SIMD optimizations with Highway #3618

kleisauke · 2023-08-20T17:08:53Z

This PR optimizes the reduce{h,v}, convi, and morph operations using portable SIMD/vector instructions through Highway. The liborc paths serve as fallbacks whenever Highway >= v1.0.5 is unavailable^[1].

Motivation

Traditionally, libvips depends on liborc's runtime compiler to dynamically generate optimized SIMD/vector code specifically for the target architecture. However, maintaining this code proved challenging and it didn't generalize to other architectures (such as WebAssembly). Additionally, it lacked support for newer instruction sets (like AVX2 and AVX-512), and the vector paths of liborc didn't match the precision of the C paths (as noted here).
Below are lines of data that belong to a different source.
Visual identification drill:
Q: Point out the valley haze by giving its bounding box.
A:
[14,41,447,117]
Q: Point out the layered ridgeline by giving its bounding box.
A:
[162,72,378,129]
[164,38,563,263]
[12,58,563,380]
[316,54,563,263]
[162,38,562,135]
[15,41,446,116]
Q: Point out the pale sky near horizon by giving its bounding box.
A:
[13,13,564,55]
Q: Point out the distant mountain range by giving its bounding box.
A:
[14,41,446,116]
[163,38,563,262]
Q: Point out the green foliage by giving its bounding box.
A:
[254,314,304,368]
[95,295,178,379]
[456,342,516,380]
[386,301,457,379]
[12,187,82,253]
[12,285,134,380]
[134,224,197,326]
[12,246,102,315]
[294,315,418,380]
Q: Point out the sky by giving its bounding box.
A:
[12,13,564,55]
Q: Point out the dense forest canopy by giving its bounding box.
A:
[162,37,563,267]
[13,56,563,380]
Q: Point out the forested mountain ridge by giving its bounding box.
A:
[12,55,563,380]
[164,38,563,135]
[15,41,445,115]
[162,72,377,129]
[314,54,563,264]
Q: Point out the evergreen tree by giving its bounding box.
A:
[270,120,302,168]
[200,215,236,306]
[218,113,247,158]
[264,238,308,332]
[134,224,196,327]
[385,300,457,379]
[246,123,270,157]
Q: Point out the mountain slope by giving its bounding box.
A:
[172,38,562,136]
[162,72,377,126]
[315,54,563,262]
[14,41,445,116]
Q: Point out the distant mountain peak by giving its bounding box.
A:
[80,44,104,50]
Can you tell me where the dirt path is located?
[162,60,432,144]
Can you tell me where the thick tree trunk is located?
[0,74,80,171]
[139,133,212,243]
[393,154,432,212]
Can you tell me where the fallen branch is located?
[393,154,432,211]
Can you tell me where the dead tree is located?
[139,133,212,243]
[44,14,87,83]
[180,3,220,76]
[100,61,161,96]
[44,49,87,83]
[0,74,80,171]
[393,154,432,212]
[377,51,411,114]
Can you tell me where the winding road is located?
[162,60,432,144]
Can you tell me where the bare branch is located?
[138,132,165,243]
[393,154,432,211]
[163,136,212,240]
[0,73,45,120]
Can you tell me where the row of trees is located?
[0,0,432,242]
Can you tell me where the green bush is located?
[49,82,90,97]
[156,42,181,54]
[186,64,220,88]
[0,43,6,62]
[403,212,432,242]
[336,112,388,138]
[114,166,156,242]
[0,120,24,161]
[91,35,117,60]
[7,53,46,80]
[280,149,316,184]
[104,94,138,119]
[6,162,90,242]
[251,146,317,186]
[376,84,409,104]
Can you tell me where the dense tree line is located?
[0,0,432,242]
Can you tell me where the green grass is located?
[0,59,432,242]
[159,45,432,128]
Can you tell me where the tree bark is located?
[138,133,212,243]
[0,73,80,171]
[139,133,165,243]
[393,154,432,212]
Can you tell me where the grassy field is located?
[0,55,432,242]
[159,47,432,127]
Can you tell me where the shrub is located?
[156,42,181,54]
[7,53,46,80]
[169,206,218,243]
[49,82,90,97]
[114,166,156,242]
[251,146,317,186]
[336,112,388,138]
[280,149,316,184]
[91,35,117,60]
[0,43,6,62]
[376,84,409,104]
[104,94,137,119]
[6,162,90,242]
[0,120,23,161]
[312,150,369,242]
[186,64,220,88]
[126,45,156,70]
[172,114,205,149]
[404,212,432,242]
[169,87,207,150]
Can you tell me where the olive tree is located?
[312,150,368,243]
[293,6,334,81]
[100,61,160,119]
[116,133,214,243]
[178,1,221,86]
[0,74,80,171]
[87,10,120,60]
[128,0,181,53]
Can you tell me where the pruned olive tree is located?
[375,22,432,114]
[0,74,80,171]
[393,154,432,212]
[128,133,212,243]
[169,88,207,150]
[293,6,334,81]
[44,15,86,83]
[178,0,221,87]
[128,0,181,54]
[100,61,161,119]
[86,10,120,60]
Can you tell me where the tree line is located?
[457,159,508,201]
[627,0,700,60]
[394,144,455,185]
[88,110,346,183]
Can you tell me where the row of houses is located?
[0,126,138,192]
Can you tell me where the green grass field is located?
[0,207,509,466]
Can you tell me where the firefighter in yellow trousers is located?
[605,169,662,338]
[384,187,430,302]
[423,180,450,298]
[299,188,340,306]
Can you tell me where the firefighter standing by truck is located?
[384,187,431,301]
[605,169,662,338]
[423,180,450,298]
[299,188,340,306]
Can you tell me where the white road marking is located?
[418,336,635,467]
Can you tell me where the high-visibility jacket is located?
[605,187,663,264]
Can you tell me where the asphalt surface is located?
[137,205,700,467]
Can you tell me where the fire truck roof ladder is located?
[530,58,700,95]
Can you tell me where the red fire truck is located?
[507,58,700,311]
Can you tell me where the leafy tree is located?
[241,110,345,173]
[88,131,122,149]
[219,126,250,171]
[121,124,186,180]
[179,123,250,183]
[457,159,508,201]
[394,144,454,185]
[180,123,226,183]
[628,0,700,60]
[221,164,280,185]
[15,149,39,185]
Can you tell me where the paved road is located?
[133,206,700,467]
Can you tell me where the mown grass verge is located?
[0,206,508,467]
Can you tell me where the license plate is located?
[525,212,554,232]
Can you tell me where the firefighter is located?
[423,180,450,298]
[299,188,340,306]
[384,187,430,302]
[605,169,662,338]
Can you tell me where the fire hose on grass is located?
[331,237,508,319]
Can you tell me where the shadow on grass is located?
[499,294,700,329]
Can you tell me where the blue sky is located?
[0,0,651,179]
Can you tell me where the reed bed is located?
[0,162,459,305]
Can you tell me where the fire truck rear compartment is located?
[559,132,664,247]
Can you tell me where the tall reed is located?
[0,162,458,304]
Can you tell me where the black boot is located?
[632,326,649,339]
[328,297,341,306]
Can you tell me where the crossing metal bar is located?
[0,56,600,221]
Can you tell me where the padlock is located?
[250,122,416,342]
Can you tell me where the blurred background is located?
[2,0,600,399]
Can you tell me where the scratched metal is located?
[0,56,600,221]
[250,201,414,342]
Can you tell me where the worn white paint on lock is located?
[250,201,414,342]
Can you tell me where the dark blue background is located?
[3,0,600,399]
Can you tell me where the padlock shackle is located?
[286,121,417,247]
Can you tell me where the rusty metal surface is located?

Highway is a C++ library with carefully-chosen functions that map well to CPU instructions without extensive compiler transformations. Because Highway is a library (rather than a code generator or compiler) it facilitates straightforward development, debugging, and maintenance of the code. Highway supports five architectures^[2]; the same application code can target various instruction sets, including those with 'scalable' vectors (size unknown at compile time).

Usage

Users can view available targets for their platform using the --targets flag:

$ vips --targets
builtin targets:   AVX3_SPR AVX3_ZEN4 AVX3 AVX2 SSE4 SSSE3 SSE2
supported targets: AVX3_ZEN4 AVX3_DL AVX3 AVX2 SSE4 SSSE3 SSE2

Additionally, users can specify which available targets to use at runtime via the VIPS_VECTOR environment variable, particularly useful for testing and benchmarking:

$ VIPS_VECTOR="-2049" vips --targets
builtin targets:   AVX3_SPR AVX3_ZEN4 AVX3 AVX2 SSE4 SSSE3 SSE2
supported targets: SSE4

As always, you have the option to disable vector paths with the --vips-novector flag or the VIPS_NOVECTOR environment variable.

Accuracy and performance

This PR underwent accuracy and speed testing on the following targets:
https://gist.github.com/kleisauke/1f28a9fc156c753bcb1239b6fc1a2e62

It produces identical output to the C paths on these targets, addressing issue #2047.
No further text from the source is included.